George Landsberg, CEO of Hi-Reach Manlift in South Africa, has sent KHL Group the following account on the impact of COVID-19 on the rental and construction sector in the country.

”Because of the ailing economy and a lack of foreign direct fixed investment, the South African construction industry has been dwindling for a number of years. Major construction companies started to close, went into liquidation or business rescue, or refocussed their businesses.

“By the time that the Covid-19 pandemic started having an impact in South Africa, very little had been achieved in changing the fortunes of the countries troubled State-Owned Enterprises (SOE) – such as Eskom, SA Airways and Denel - and the South African economy was still in dire straits.

Rick Mustillo, left, with George Landsberg at the APEX exhibition.

George Landsberg, CEO of Hi-Reach Manlift in South Africa.

“The first cases of Covid-19 were only identified in early March 2020, when a group of travellers returned from Italy and started getting sick. This quickly started to escalate and as of today (2 April) the tally of confirmed infections had risen to 1380 with 5 deaths reported.

“The government was very quick to react and on Friday 27 March the country had its first day of a total lockdown of the country. This lockdown is monitored by the police and the military and only essential services and certain emergency trips are allowed.
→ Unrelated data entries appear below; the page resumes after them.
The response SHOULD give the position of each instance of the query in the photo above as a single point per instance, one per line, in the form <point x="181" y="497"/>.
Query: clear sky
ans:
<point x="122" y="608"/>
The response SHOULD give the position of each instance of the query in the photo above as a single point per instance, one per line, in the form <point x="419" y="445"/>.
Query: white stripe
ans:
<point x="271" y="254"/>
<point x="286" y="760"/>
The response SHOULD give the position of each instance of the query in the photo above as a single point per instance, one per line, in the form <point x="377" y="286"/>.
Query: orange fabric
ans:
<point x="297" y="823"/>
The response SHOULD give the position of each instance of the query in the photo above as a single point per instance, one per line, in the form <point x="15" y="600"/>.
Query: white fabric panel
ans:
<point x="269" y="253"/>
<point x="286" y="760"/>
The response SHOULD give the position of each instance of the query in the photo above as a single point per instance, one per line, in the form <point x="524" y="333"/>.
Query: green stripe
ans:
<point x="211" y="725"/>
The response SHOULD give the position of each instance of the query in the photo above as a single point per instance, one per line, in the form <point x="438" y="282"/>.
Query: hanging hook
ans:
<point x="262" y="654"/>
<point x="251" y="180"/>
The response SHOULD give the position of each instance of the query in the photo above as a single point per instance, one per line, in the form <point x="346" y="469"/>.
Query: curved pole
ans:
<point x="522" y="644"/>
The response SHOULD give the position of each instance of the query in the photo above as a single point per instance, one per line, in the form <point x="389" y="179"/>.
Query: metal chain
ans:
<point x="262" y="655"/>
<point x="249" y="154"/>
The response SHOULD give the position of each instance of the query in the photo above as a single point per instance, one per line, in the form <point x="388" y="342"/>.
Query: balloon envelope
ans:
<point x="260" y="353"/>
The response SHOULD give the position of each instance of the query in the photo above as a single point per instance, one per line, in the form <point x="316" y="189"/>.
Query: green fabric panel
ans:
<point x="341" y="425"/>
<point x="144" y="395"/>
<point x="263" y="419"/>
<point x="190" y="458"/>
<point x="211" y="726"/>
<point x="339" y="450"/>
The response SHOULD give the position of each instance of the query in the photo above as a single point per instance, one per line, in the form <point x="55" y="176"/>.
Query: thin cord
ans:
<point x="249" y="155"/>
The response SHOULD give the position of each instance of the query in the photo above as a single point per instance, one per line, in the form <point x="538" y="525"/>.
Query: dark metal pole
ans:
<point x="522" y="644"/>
“This means that all business (except so-called essential services) had to close. This includes construction and the rental industry. Only essential services can continue, with very few exceptions. Among these happen to be the construction projects at Medupi and Kusile power stations by power utility Eskom, which are needed to add to the constrained South African electricity supply grid.

“The only rental companies that are currently allowed to operate, albeit on a scaled-down basis, would be those that supply to these projects, as well as to clients in the rest of the energy sector, such as the petroleum company Sasol.

“The real impact of the pandemic is yet to be felt and at this stage it is mostly the lower-paid employees being laid off. Smaller companies are shortly to start feeling the pain of this and it is expected that many thousands of these smaller companies will not make it, despite government’s promises of assistance.

“South Africa has a unique cultural mix and the fact that many people live in close proximity in the townships means that you might expect that such a pandemic could have disastrous consequences.

“They have a huge population of citizens, and many with underlying compromised immune systems due to AIDS, malaria and hypertension. However, South Africa has had possibly its biggest success story in the way that it handled AIDS before, with very efficient ways of rolling out treatment campaigns. Currently, millions of affected South Africans are receiving anti-retroviral treatment and being monitored. This system may just prove to be a valuable asset in the battle against Covid-19.

“It remains to be seen what the impact will be on the South African economy. It may prove to lead to long-term damage, but like in any such situation, it may also offer some opportunities and could strengthen the President’s hand in affecting much-needed economic reforms that the country so desperately needs.”